The Rabin-Karp algorithm is a method of finding all occurrences of a sub-string in a given string. The naive approach to this solution would be to use the Sliding-window technique. Rabin-Karp has a similar approach, but instead of comparing the window to the sub-string, it instead compares hash values using a rolling hash function.

Complexity

It has an average/best case time complexity of $O(n+m)$ and a worse case time complexity of $O(n * m)$. The worst case would occur if all the calculated hash values of the text were the same as the calculated hash of the pattern. It has auxiliary complexity of $O(1)$.

Hashing function

It is commonly recommended that the hashing value should be an integer. If a weak hashing function is used, this could potentially lead to the worst case scenario and cause multiple spurious hits.

A spurious hit occurs when the hash value of the pattern matches the hash value of the currently observed sub-string, but when compared they do not match one another.

The hashing function suggested by Rabin-Karp is \(p[0]*10^{m-1} + p[1]*10^{m-2} + ... p[m-1]*10^0\)

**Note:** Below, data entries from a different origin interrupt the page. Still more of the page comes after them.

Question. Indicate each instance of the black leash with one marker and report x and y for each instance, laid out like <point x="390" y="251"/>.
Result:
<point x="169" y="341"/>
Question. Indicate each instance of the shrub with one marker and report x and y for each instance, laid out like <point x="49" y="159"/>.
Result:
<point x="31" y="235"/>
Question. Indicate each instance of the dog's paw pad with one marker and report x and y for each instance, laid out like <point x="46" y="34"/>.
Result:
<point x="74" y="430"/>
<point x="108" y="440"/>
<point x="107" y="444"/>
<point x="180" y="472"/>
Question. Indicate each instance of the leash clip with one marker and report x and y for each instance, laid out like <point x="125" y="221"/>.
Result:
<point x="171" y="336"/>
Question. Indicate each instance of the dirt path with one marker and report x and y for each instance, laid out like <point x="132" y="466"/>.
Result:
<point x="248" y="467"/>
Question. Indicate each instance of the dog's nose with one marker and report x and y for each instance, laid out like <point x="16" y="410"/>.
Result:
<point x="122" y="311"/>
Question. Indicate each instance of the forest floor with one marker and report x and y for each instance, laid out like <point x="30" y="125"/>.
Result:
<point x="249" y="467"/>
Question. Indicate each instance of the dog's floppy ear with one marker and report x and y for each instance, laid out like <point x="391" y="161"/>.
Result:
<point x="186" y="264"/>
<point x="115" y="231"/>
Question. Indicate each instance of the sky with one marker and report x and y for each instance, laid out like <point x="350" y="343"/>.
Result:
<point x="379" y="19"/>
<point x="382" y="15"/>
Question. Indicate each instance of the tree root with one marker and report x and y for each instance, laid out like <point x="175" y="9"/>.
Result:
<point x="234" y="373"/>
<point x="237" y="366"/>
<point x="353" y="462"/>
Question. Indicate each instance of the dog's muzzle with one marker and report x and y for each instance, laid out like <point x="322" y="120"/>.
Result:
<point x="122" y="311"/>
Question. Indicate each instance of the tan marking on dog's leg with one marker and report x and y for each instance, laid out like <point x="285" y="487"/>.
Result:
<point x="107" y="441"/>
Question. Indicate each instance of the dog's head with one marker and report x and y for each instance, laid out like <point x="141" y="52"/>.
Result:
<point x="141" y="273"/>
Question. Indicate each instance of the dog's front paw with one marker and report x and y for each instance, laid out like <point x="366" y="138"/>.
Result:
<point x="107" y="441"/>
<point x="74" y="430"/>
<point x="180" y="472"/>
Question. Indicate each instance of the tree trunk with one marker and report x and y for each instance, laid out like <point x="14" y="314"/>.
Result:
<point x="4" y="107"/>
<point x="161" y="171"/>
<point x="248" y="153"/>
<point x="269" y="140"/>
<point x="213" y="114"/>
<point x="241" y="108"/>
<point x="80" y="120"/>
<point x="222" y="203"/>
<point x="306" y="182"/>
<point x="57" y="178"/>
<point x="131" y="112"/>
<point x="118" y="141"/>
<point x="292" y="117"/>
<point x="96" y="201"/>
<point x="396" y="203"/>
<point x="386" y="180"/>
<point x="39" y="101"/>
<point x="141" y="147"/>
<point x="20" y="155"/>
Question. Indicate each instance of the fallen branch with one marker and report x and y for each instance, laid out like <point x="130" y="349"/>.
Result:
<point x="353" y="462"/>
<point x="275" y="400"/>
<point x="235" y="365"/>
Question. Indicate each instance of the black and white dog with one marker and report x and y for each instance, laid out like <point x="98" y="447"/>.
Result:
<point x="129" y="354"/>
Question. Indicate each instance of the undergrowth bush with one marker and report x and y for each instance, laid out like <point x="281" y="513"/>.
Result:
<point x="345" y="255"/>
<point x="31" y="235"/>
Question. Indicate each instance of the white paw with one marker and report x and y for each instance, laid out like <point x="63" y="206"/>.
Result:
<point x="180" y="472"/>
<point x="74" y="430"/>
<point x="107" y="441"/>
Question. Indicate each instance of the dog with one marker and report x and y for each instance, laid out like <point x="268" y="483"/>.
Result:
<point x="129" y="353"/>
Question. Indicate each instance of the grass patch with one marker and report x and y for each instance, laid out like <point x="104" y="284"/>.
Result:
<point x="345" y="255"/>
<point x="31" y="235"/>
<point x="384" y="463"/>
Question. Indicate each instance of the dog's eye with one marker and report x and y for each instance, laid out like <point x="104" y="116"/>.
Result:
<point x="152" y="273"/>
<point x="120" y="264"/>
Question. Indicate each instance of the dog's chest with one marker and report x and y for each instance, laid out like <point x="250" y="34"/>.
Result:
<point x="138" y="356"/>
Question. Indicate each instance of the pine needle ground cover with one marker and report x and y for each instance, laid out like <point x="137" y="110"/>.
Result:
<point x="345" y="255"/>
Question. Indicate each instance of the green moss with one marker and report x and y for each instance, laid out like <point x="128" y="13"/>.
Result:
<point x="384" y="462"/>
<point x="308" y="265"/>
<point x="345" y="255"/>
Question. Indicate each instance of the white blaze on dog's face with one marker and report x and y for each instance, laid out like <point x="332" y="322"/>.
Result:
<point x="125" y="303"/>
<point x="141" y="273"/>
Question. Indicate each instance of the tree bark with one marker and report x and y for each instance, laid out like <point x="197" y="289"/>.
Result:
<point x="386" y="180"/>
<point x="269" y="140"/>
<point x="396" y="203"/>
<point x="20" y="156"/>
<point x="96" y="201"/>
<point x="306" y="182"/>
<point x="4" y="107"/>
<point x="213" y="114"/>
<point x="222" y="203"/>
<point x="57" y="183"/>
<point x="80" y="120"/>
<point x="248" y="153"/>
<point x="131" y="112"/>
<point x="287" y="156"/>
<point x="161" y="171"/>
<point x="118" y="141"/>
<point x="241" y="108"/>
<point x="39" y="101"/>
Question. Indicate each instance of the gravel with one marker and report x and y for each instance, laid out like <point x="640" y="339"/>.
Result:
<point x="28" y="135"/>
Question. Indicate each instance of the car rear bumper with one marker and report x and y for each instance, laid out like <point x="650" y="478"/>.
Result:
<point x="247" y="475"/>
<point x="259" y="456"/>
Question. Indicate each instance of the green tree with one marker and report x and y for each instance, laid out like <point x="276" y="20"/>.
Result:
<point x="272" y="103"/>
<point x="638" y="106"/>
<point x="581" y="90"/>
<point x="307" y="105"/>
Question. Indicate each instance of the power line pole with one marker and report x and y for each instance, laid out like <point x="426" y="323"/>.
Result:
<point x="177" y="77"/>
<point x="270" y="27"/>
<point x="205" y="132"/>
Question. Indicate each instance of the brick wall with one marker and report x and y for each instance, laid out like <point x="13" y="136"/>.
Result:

It should be acknowledged that for larger character sets and larger patterns, this hashing function is vulnerable to integer overflows. To account for this, the modulus of the hashing value can be taken using a prime number.

Examples

python

alphabetLength = 256
primeNumber = 16777619

def search(pattern, text):
    patternLength = len(pattern)
    textLength = len(text)
    patternHash = 0
    textHash = 0
    fingerprint = 1
    i = 0
    j = 0
    # setting the fingerprint
    for i in range(patternLength-1):
        fingerprint = (
            fingerprint * alphabetLength
        ) % primeNumber
    # pre-processing pattern and text hash values
    for i in range(patternLength):
        patternHash = (
          alphabetLength * patternHash + ord(pattern[i])
        ) % primeNumber
        textHash = (
          alphabetLength * textHash + ord(text[i])
        ) % primeNumber
    # search the text
    for i in range(textLength - patternLength+1):
        # check the characters manually when hit occurs
        if patternHash == textHash:
            for j in range(patternLength):
                if text[i + j] != pattern[j]:
                    break
            j += 1
            if j == patternLength:
                print("Pattern found at: " + str(i+1))
        # roll the hash forward
        if i < textLength-patternLength:
            textHash = (
              alphabetLength * (
                textHash - ord(text[i]) * fingerprint
              ) + ord(text[i + patternLength])
            ) % primeNumber
            if textHash < 0:
                textHash = textHash + primeNumber

go

func search(pattern, text string) []int {
	results := []int{}
	patternLength := len(pattern)
	textLength := len(text)
	patternHash := 0
	textHash := 0
	fingerprint := 1
	i := 0
	j := 0
	// setting the fingerprint
	for i = 0; i < patternLength - 1; i++ {
		fingerprint = (fingerprint * alphabetLength) % primeNumber
	}
	// pre-processing pattern and text hash values
	for i = 0; i < patternLength; i++ {
		patternHash = (alphabetLength*patternHash +
			int(pattern[i])) % primeNumber
		textHash = (alphabetLength*textHash +
			int(text[i])) % primeNumber
	}
	// search the text
	for i = 0; i <= textLength-patternLength; i++ {
		// check the characters manually when hit occurs
		if patternHash == textHash {
			for j = 0; j < patternLength; j++ {
				if text[i+j] != pattern[j] {
					break
				}
			}
			if j == patternLength {
				results = append(results, i)
			}
		}
		// roll the hash forward
		if i < textLength-patternLength {
			textHash = (alphabetLength * (textHash -
				int(text[i])*fingerprint) +
				int(text[i+patternLength])) % primeNumber
			if textHash < 0 {
				textHash = textHash + primeNumber
			}
		}
	}
	return results
}